Referring to the arrangement discussed in Eqs. (61) to (67), it is worth mentioning an alternative phenomenological approach that can avoid the difficulties associated with obtaining the incremental term \({\alpha }_{eff}\left({S}_{w}\right)\left({S}_{w}+e\frac{\partial {S}_{w}}{\partial e}\right)\) in the definition of \({\overline{\overline{{\varvec{\upsigma}}}}}^{\prime}\). For a particular case where \({\alpha }_{eff}\left({S}_{w}\right)=1\), [41] showed that a phenomenological function \(B\) (which takes only suction as input) can be defined in such a manner that

$$ B\left( {p_{c} } \right) = \left( {S_{w} + e\frac{{\partial S_{w} }}{\partial e}} \right) $$
(73)

However, if \(B\left({p}_{c}\right)\) is explicitly given using effective stress data, Eq. (73) adds a new constraint where the evolution of the degree of saturation with respect to void ratio must be obtained from \(B\). Further discussions on this approach can be found in [57].

The above suggestions serve as general guidelines for selecting appropriate work-conjugate pairs when an alternative to the degree of saturation is chosen as the effective stress parameter. We would like to also emphasise the potential usefulness of \({\overline{p} }_{c}\) as a stress-like quantity that can be incorporated to develop hardening laws that are valid over a broader range of saturation, especially near dryness. This quantity vanishes at the limits of saturation and dryness and, when combined with appropriate hardening law, can facilitate modelling the gradual loss of strength toward the dry state.

Finally, it is worth noting that the idea of pinpointing a comprehensive effective stress definition that, when utilised in isolation in constitutive models, can unravel various aspects of soil behaviour such as collapse and shear, can be appealing. However, deriving such a definition and establishing a thermodynamics basis for it can be an exceedingly challenging task. As a result, following our previous discussions, a more pragmatic approach may be more viable. This involves the synthesis of a phenomenological definition of effective stress with an additional constitutive modelling quantity, such as \({\overline{p} }_{c}\), to shed light on various aspects of unsaturated soil behaviour.

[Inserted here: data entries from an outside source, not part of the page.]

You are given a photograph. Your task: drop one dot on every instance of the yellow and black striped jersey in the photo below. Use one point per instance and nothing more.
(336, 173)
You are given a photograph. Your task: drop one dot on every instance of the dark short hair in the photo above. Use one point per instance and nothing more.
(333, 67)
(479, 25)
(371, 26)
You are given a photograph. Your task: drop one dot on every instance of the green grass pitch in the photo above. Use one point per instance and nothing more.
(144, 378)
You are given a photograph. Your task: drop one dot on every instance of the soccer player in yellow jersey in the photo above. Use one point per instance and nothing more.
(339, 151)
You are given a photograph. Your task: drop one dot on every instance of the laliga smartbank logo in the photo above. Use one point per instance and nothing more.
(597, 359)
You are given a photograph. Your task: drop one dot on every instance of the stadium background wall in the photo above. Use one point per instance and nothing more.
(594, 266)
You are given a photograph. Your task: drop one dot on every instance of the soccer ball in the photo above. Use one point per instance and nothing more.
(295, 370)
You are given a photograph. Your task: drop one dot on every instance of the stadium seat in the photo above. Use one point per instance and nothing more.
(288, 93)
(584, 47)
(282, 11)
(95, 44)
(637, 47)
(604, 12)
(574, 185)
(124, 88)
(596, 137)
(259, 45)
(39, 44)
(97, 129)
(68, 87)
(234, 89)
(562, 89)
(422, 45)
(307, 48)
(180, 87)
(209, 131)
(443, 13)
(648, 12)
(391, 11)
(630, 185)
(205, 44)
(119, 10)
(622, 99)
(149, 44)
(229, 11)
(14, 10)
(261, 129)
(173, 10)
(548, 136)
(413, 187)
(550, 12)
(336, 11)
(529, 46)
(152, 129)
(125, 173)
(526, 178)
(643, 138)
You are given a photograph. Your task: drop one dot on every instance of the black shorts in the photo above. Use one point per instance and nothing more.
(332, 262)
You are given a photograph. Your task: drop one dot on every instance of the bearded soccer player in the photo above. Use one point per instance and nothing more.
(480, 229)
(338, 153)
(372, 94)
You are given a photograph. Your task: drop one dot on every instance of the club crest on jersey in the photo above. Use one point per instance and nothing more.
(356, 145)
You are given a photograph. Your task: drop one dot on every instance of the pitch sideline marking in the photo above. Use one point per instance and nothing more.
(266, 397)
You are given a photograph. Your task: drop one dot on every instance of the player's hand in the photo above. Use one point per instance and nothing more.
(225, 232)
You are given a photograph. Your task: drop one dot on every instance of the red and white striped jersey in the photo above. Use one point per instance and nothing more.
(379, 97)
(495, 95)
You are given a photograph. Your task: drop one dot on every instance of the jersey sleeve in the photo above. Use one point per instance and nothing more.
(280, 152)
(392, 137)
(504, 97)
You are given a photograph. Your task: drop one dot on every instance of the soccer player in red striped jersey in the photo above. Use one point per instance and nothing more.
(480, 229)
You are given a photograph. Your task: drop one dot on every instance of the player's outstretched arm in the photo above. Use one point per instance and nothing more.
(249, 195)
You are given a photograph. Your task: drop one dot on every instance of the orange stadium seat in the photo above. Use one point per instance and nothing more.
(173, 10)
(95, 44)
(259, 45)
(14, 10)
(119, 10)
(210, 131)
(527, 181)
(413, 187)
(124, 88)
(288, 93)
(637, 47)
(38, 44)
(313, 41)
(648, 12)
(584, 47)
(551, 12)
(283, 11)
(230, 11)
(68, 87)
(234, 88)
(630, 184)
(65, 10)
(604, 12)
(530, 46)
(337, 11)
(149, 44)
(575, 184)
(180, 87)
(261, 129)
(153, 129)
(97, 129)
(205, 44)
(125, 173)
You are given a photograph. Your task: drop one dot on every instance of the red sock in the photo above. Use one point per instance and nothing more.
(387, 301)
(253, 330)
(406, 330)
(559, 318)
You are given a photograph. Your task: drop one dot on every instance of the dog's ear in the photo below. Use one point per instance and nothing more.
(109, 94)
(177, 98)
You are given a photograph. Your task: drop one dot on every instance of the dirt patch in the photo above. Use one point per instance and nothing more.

Still, the necessity for an additional stress-like component does not necessarily imply its universal application in all aspects of the constitutive model’s formulations. Instead, there are worthwhile practical simplification strategies to consider. One such strategy acknowledges the fundamental role of the critical state in traditional soil plasticity. It is based on the widely accepted assumption that the internal friction angle remains relatively constant across different saturation levels, even under fully saturated conditions (e.g., [30] and many others). This approach makes it possible to determine the \(\chi \) parameter through shear data analysis. In this context, \(\chi \) would be a parameter that when adjusted will result in a unique internal friction angle covering a wide range of saturation levels.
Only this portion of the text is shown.